Di dalam sistem Mapalus ini kita menemukan kecerdasan pada tou ngaasan Minahasa menggali makna sedalam-dalamnya tentang hakekat hidup. Belakangan, kita mengenal pemikiran filosofi, yang konon dikembangkan oleh Om Sam Ratulangi, yaitu, ”Si Tou Timou Tumou Tou”, manusia hidup untuk menghidupan (sesama) manusia. Atau versi Girot Wuntu, disebut: ”Si Tou Timou, Tumo’u To’u, yang berarti, ”Orang hidup harus belajar sampai tahu”. Ventje Sumual bahkan menelorkan konsep filosofi, ”baku beking pande”. Lepas dari perbedaan arti tersebut, tapi prinsip-prinsip ini sebenarnya mengungkapkan usaha pencarian kebenaran oleh tou Minahasa yang bermakna kehidupan.
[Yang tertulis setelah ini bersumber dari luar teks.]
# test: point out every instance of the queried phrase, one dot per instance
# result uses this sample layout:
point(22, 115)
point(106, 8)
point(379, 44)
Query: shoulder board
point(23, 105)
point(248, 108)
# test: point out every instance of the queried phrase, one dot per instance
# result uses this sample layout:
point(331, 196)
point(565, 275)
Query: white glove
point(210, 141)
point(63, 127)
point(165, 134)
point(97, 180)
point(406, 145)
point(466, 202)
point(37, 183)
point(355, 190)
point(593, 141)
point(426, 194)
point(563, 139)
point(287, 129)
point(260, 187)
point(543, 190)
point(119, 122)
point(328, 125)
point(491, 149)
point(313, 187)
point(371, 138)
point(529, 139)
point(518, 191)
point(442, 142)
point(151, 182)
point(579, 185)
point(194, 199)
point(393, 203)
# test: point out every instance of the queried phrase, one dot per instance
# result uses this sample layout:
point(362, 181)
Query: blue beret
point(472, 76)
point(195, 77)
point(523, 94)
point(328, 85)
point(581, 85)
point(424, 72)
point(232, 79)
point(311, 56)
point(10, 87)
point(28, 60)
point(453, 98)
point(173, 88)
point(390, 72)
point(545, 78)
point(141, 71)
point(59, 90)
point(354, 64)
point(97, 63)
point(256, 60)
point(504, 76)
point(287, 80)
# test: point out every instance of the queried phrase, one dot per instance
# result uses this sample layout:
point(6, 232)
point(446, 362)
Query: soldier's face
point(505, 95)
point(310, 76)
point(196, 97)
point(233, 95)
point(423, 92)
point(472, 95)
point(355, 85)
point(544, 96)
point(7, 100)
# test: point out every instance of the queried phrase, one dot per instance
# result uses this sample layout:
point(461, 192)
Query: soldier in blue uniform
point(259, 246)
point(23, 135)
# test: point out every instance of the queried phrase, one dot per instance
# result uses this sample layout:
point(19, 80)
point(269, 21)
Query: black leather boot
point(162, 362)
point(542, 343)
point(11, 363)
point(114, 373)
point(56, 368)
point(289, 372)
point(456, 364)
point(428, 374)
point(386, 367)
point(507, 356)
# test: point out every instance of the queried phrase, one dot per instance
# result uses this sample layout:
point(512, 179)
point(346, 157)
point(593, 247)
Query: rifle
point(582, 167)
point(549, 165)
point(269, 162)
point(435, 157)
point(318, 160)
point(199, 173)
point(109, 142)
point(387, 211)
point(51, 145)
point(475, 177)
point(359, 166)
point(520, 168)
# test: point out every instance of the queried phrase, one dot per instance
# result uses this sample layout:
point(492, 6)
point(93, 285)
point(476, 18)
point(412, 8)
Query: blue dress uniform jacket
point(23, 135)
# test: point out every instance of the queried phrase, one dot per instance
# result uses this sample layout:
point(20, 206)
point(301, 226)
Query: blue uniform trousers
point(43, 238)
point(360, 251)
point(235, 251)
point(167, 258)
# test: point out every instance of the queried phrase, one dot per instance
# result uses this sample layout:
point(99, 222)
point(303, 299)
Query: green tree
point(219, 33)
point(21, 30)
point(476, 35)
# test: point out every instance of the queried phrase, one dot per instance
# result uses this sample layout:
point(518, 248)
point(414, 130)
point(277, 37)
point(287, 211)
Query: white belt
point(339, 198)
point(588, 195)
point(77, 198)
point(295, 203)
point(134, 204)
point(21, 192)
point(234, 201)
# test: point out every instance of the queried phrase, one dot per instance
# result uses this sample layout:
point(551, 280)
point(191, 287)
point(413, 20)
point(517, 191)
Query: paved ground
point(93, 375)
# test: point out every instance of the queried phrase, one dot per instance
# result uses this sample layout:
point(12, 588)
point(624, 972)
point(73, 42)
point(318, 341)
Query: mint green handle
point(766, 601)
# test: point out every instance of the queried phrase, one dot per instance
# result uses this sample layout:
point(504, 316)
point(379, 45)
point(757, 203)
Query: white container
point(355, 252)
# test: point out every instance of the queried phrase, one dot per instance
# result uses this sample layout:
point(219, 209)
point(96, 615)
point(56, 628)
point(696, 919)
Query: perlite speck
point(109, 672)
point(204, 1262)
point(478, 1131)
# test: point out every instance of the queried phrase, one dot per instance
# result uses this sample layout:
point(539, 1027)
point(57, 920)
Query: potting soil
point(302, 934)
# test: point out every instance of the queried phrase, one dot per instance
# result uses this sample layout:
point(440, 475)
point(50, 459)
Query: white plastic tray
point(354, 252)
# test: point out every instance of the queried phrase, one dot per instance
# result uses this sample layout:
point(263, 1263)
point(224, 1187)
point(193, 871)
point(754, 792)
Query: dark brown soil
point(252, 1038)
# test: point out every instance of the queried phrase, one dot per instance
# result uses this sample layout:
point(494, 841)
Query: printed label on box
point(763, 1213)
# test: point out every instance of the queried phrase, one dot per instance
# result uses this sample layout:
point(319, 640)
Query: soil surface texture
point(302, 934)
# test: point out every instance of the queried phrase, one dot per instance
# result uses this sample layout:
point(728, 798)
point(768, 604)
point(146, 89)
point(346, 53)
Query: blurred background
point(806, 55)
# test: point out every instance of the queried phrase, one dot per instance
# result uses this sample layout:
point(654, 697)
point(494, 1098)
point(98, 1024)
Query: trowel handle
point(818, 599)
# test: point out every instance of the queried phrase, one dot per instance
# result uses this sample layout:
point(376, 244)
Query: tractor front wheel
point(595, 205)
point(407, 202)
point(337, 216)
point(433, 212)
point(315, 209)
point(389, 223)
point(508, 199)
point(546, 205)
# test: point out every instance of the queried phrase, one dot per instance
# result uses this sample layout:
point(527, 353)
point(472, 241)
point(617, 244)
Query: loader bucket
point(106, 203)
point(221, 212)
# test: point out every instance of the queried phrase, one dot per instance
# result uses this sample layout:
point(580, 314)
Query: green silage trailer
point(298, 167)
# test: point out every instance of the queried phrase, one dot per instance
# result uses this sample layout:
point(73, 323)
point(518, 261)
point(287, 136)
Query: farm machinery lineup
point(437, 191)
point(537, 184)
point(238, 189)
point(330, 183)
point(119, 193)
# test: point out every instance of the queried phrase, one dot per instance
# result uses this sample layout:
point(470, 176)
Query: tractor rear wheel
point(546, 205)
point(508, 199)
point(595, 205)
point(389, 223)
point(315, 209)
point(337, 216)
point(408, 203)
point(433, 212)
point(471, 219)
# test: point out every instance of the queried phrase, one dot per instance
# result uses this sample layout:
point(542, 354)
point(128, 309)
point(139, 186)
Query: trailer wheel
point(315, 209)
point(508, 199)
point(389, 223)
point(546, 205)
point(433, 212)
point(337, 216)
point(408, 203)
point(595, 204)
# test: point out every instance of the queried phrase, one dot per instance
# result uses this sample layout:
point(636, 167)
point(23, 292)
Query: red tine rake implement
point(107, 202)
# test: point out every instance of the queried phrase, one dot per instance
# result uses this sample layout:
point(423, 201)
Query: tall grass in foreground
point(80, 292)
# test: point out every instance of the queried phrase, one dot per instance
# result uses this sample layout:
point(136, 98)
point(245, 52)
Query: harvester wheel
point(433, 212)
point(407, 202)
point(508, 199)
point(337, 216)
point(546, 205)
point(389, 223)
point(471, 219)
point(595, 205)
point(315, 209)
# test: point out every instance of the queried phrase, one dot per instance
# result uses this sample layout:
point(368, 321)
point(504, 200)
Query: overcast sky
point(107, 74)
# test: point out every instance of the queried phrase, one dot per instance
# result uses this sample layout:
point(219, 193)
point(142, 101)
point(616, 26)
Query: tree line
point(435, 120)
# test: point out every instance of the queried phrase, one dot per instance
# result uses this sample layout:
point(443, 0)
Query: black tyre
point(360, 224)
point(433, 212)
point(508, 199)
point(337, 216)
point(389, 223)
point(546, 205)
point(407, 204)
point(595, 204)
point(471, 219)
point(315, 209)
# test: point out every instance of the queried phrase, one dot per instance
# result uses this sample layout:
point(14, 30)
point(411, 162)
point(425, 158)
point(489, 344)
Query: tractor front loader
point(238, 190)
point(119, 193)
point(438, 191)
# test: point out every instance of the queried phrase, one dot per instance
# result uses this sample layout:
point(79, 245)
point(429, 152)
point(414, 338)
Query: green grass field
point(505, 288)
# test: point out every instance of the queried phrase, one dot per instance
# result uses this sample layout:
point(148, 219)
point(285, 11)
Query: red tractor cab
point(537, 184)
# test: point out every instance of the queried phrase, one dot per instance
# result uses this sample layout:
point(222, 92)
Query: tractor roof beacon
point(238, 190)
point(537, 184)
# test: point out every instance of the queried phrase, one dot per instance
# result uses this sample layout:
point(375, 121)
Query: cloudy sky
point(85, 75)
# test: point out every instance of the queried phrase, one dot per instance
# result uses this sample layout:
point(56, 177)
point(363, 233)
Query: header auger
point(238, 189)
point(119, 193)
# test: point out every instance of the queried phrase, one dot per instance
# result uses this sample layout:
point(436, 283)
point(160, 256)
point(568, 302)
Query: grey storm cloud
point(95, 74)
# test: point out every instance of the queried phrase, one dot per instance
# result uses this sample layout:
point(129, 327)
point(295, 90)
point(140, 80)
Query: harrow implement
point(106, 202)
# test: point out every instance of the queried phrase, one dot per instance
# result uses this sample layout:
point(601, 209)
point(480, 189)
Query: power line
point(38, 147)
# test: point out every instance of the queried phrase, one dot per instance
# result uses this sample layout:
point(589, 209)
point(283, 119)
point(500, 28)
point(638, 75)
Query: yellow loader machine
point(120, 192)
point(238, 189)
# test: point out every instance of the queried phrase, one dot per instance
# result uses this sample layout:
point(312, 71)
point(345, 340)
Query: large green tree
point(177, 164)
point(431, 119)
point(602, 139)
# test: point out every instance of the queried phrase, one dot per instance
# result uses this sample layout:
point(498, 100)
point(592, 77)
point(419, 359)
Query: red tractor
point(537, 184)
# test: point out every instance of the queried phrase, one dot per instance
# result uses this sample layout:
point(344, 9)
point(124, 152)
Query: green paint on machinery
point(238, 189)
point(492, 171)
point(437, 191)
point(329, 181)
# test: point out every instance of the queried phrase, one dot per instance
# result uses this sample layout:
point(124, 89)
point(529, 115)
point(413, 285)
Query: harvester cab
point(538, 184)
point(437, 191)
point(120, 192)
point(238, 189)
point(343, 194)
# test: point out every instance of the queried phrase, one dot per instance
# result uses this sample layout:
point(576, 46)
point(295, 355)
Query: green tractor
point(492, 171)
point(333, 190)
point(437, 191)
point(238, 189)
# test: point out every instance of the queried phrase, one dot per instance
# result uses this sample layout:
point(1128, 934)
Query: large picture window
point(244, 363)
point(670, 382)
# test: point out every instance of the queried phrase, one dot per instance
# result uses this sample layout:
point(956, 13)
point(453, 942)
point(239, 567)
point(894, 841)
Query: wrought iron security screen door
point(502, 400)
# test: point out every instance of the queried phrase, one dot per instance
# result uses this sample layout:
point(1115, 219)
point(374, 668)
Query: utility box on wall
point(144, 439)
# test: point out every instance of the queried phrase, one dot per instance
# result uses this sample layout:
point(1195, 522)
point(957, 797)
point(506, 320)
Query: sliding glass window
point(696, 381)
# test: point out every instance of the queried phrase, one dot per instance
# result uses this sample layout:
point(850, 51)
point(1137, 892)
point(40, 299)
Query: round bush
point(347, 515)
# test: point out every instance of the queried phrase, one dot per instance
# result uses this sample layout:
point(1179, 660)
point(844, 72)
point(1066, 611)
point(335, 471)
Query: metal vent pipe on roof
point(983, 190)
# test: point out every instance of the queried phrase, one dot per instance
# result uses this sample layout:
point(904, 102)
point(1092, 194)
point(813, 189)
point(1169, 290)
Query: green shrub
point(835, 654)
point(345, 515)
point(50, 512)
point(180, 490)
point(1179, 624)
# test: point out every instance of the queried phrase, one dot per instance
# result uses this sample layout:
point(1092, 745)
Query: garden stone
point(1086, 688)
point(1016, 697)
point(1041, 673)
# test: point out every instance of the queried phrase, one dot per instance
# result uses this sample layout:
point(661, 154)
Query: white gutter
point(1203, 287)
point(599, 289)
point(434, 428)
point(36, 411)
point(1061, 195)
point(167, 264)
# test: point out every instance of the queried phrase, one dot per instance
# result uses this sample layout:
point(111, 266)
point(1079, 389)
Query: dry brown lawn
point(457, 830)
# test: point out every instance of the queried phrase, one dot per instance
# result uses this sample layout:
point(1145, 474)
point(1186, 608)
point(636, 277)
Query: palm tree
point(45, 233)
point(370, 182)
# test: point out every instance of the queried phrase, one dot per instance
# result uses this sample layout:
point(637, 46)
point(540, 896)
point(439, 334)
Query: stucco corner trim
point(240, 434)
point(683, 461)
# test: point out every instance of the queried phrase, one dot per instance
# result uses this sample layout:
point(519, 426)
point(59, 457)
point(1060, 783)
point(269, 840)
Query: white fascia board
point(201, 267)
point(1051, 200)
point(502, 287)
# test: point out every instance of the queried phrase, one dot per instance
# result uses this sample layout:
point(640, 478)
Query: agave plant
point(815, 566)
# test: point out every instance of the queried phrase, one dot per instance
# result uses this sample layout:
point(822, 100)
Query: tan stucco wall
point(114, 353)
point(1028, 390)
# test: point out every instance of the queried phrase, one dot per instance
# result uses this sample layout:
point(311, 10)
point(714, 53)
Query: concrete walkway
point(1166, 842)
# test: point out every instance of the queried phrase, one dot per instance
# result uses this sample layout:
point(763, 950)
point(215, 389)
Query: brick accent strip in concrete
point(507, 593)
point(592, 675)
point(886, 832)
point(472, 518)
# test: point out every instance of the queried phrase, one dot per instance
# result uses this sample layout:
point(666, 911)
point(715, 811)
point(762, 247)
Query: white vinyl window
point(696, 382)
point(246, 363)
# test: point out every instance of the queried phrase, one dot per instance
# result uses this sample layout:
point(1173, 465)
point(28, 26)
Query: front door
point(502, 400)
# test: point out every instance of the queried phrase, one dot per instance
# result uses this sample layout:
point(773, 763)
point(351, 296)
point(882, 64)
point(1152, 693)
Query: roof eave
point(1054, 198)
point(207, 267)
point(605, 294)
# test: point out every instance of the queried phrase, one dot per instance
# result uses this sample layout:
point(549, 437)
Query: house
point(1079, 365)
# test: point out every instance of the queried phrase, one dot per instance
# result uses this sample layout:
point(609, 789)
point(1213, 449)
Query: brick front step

Jika filsafat Barat seolah-seolah melampaui yang fisik atau metafisis, filsafat Minahasa justru sebaliknya, rumusan filosofinya kongkrit dan fungsional. Filsafat Minahasa bertumpuh pada kesadaran kolektif, hidup bersama dalam kesetaraan.

***

Kerja kita selanjutnya adalah menyusun metode, dan denganya berlanjut dengan perumusan-perumusan yang diawali dengan kerja penggalian dan selanjutnya adalah pengembangan serta dokumentasi. Di mana nilai-nilai filosofi Minahasa terkandung? Jelas, dia adalah mutiara-mutiara pengetahuan dan kehidupan yang tersemai dalam sistem nilai budaya Minahasa. Dan nilai-nilai itu selalu hidup, karena dia fungsional.
Akhirnya, catatan ini hanya pengantar atau mungkin lebih tepat sebagai rangsangan untuk kita merumuskan bagaimana dan apa ”ber-filsafat” Minahasa itu.